To investigate racial and ethnic differences in unexpected, term newborn morbidity and the influence of hospital quality on disparities.
We used 2010–2014 birth certificate and discharge abstract data from 40 New York City hospitals in a retrospective cohort study of 483 834 low-risk (term, singleton, birth weight ≥2500 g, without preexisting fetal conditions) neonates. We classified morbidity according to The Joint Commission’s unexpected newborn complications metric and used multivariable logistic regression to compare morbidity risk among racial and ethnic groups. We generated risk-standardized complication rates for each hospital using mixed-effects logistic regression to evaluate quality, ranked hospitals on this measure, and assessed differences in the racial and ethnic distribution of births across facilities.
The unexpected complications rate was 48.0 per 1000 births. Adjusted for patient characteristics, morbidity risk was higher among Black and Hispanic infants compared with white infants (odds ratio: 1.5 [95% confidence interval 1.3–1.9]; odds ratio: 1.2 [95% confidence interval 1.1–1.4], respectively).
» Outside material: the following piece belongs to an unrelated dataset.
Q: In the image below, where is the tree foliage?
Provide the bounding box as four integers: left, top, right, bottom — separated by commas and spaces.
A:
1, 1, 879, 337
Among the 40 hospitals, risk-standardized complications ranged from 25.3 to 162.8 per 1000 births. One-third of Black and Hispanic women gave birth in hospitals ranking in the highest-morbidity tertile, compared with 10% of white and Asian American women (P < .001).
Black and Hispanic women were more likely to deliver in hospitals with high complication rates than were white or Asian American women. Findings implicate hospital quality in contributing to preventable newborn health disparities among low-risk, term births. Quality improvement targeting routine obstetric and neonatal care is critical for equity in perinatal outcomes.